Data-driven computational pipelines on Bridges-2

June 26, 2023

2:00 pm – 3:00 pm Eastern time


Join us for this webinar describing how use data-driven computational pipelines on Bridges-2.

Ivan Cao-Berg, Pittsburgh Supercomputing Center

In the era of big data, computational pipelines have become indispensable for efficiently processing and analyzing vast amounts of data. With the advent of high-performance computing systems like Bridges-2, researchers now have access to unprecedented computing power and resources. However, designing and executing data-driven computational pipelines on such systems can be challenging.
This presentation aims to explore the advantages and some use cases of three popular workflow management systems: NextFlow, Snakemake, and cwltool, all within the context of Bridges-2. These systems provide a streamlined approach to building scalable and reproducible computational pipelines for processing biological data.
Additionally, we will discuss best practices for deploying these systems on Bridges-2, including resource management, job scheduling, and data management strategies.

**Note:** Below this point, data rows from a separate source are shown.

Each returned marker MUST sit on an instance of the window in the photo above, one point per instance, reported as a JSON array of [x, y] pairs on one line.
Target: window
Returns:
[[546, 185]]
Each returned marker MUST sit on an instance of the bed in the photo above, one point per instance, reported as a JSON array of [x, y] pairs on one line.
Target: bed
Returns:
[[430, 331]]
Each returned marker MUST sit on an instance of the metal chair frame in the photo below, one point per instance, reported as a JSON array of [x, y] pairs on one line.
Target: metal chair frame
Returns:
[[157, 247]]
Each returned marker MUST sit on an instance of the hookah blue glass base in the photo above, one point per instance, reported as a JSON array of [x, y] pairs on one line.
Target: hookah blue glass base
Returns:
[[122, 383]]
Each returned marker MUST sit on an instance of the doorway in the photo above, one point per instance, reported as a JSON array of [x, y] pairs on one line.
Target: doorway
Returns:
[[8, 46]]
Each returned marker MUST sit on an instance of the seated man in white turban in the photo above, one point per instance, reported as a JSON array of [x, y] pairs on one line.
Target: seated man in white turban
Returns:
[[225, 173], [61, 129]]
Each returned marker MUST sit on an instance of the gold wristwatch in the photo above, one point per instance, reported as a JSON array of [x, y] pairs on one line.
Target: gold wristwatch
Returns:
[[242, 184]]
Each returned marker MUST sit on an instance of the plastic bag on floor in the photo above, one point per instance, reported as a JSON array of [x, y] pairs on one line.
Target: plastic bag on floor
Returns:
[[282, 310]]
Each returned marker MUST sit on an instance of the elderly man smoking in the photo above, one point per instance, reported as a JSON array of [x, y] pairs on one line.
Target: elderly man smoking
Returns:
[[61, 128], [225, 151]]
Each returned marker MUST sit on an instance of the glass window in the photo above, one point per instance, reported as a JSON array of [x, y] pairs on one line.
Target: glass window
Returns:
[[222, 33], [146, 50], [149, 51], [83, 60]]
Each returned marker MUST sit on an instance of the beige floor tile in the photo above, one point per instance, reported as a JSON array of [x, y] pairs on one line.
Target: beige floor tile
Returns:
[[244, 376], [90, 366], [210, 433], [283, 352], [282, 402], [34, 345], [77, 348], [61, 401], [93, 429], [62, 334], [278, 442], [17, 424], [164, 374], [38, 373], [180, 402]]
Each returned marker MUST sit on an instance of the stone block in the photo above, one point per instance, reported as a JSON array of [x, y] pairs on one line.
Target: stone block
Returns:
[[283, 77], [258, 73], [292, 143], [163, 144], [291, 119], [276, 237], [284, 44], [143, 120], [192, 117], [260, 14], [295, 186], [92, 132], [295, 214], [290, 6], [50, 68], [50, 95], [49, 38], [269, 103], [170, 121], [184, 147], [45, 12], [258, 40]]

We will also address the challenges and potential solutions encountered when integrating these workflow management systems with Bridges-2’s unique features and constraints.
By the end of this presentation, attendees will have a generic understanding of NextFlow, Snakemake, and cwltool, and how these frameworks can empower researchers to build robust and scalable data-driven computational pipelines on Bridges-2.

About Ivan Cao-Berg

Ivan is a research software specialist in the Biomedical Applications Group tinkering with technology in scientific related projects. At the moment, Ivan is involved in several projects HuBMAPThe Brain Image LibrarySenNet and on occasion, with the National Center for Multiscale Modeling of Biological Systems.